The Strait of Malacca connects the Indian and Pacific oceans, and is considered one of the busiest sea lanes in the world, as it represents the shortest route for transporting oil and goods between the Middle East and Asia. It passes between Indonesia, Malaysia and Singapore, and about 280 ships pass through it daily without imposing transit fees, according to Bloomberg.

Any changes in the navigation system or imposition of fees in this strait are seen as a step that may directly affect global supply chains, in light of its adoption as a main path for international energy and trade flows.

Bloomberg data also shows that the Lombok Strait (Indonesia) witnesses the passage of about 250 ships daily without paying any transit fees, while the Bosphorus and Dardanelles Straits in Turkey record about 232 ships daily with fees paid.

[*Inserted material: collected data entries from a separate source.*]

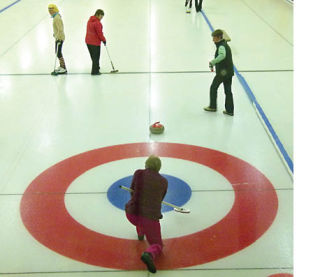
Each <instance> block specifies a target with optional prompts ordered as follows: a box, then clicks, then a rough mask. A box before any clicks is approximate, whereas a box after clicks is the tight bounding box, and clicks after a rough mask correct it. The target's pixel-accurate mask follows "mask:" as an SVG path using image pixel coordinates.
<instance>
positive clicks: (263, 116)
mask: <svg viewBox="0 0 320 277" xmlns="http://www.w3.org/2000/svg"><path fill="white" fill-rule="evenodd" d="M201 13H202V15H203V17H204V19H205V20H206V22H207V24H208V26H209V28H210V30H211V32H213V31H214V29H213V27H212V25H211V23H210V21H209V19H208V18H207V16H206V14H205V13H204V11H201ZM234 69H235V72H236V75H237V76H238V79H239V81H240V84H241V85H242V87H243V88H244V90H245V92H246V93H247V95H248V97H249V99H250V100H251V102H253V103H254V104H255V106H256V107H257V110H258V112H259V114H260V116H261V118H262V119H263V121H264V123H265V125H266V126H267V127H268V130H269V132H270V134H271V135H272V137H273V139H274V141H275V142H276V144H277V146H278V148H279V150H280V152H281V154H282V156H283V158H284V159H285V161H286V162H287V165H288V166H289V168H290V170H291V172H292V173H293V162H292V160H291V158H290V157H289V155H288V153H287V151H286V150H285V148H284V147H283V144H282V143H281V141H280V139H279V137H278V136H277V134H276V132H275V130H274V129H273V127H272V125H271V123H270V121H269V120H268V118H267V116H266V115H265V113H264V111H263V109H262V108H261V106H260V104H259V103H258V101H257V99H256V97H255V96H254V94H253V92H252V90H251V89H250V87H249V85H248V83H247V81H246V80H245V78H243V76H242V75H241V74H240V73H239V72H238V70H237V68H236V67H235V66H234Z"/></svg>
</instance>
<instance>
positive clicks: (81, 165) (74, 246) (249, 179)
mask: <svg viewBox="0 0 320 277" xmlns="http://www.w3.org/2000/svg"><path fill="white" fill-rule="evenodd" d="M150 154H155V155H158V156H160V157H170V158H177V159H183V160H188V161H191V162H196V163H199V164H202V165H205V166H207V167H209V168H211V169H213V170H215V171H217V172H219V173H220V174H222V175H223V176H224V177H225V178H226V179H227V180H228V181H229V182H230V184H232V186H233V189H234V193H235V200H234V203H233V206H232V209H231V210H230V212H229V213H228V214H227V215H226V216H225V217H224V218H222V219H221V220H220V221H219V222H218V223H216V224H214V225H212V226H210V227H208V228H206V229H204V230H202V231H199V232H196V233H193V234H190V235H186V236H181V237H177V238H170V239H165V240H164V245H165V247H164V253H163V255H162V256H161V257H159V258H158V259H157V260H156V265H157V268H159V269H174V268H181V267H188V266H194V265H198V264H203V263H207V262H211V261H214V260H217V259H221V258H223V257H226V256H229V255H231V254H233V253H236V252H238V251H240V250H242V249H244V248H245V247H247V246H249V245H250V244H252V243H254V242H255V241H256V240H257V239H258V238H259V237H261V236H262V235H263V233H264V232H266V230H267V229H268V228H269V227H270V226H271V224H272V222H273V220H274V218H275V216H276V214H277V209H278V198H277V195H276V192H275V190H274V188H273V186H272V184H271V183H270V181H269V180H268V179H267V178H266V177H265V176H264V175H263V174H262V173H261V172H260V171H259V170H257V169H256V168H254V167H253V166H251V165H250V164H248V163H247V162H245V161H243V160H241V159H238V158H236V157H233V156H231V155H228V154H226V153H223V152H220V151H216V150H212V149H209V148H204V147H199V146H193V145H186V144H177V143H158V142H155V143H132V144H123V145H115V146H109V147H104V148H99V149H95V150H91V151H88V152H84V153H81V154H79V155H76V156H73V157H70V158H68V159H65V160H63V161H61V162H59V163H57V164H55V165H54V166H52V167H50V168H49V169H47V170H45V171H44V172H43V173H41V174H40V175H39V176H38V177H37V178H36V179H35V180H33V181H32V183H31V184H30V185H29V186H28V188H27V189H26V191H25V193H24V195H23V197H22V200H21V205H20V213H21V217H22V221H23V223H24V225H25V226H26V228H27V229H28V231H29V232H30V233H31V234H32V236H33V237H34V238H35V239H36V240H38V241H39V242H40V243H42V244H43V245H45V246H46V247H48V248H50V249H52V250H53V251H55V252H58V253H60V254H61V255H64V256H66V257H69V258H72V259H74V260H77V261H81V262H84V263H87V264H91V265H96V266H102V267H107V268H117V269H130V270H138V269H143V268H144V267H145V266H144V265H143V264H142V263H141V261H140V259H139V257H140V255H141V253H142V252H143V250H144V249H145V247H146V245H145V243H141V242H138V241H136V240H130V239H122V238H116V237H111V236H108V235H104V234H101V233H97V232H95V231H92V230H90V229H88V228H86V227H85V226H83V225H81V224H80V223H78V222H77V221H76V220H74V219H73V218H72V216H71V215H70V214H69V213H68V211H67V209H66V207H65V202H64V195H65V192H66V190H67V189H68V187H69V186H70V184H71V183H72V182H73V181H74V180H75V179H76V178H77V177H78V176H80V175H81V174H83V173H84V172H86V171H88V170H90V169H92V168H94V167H96V166H99V165H102V164H105V163H109V162H112V161H117V160H121V159H128V158H136V157H147V156H149V155H150ZM213 206H214V205H213ZM203 216H206V214H205V212H204V214H203ZM124 220H125V217H124ZM185 220H188V218H187V217H186V219H185Z"/></svg>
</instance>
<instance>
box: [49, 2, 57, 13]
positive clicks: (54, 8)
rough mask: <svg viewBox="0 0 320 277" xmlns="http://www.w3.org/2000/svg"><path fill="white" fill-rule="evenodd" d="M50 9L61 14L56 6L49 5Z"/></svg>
mask: <svg viewBox="0 0 320 277" xmlns="http://www.w3.org/2000/svg"><path fill="white" fill-rule="evenodd" d="M48 9H52V10H53V11H54V12H56V13H57V12H59V9H58V7H57V6H56V5H55V4H49V5H48Z"/></svg>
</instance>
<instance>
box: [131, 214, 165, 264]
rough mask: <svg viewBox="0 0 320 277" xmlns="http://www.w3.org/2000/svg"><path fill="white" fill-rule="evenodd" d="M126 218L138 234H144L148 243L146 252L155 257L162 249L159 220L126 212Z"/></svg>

The figures indicate a large discrepancy in fees and congestion systems between sea lanes, as about 195 ships pass through the Strait of Gibraltar daily without fees, compared to 190 ships through the Danish Straits, and 145 through the Sunda Strait in Indonesia.

As for the Bab al-Mandab Strait (between Yemen and Eritrea), approximately 35 ships pass through it daily without paying any transit fees.

On the other hand, countries with international water channels impose fees for ships to cross, since they are not classified as international waters. This concerns the Panama Canal, which receives about 40 ships per day, and the Suez Canal (Egypt), which receives about 35 ships per day.

As for the Strait of Hormuz, data indicate that before the war on Iran, it witnessed the passage of about 100 ships daily without fees, and according to the table, Iran began imposing transit fees as of mid-March of last year at a value of one dollar for each barrel of oil.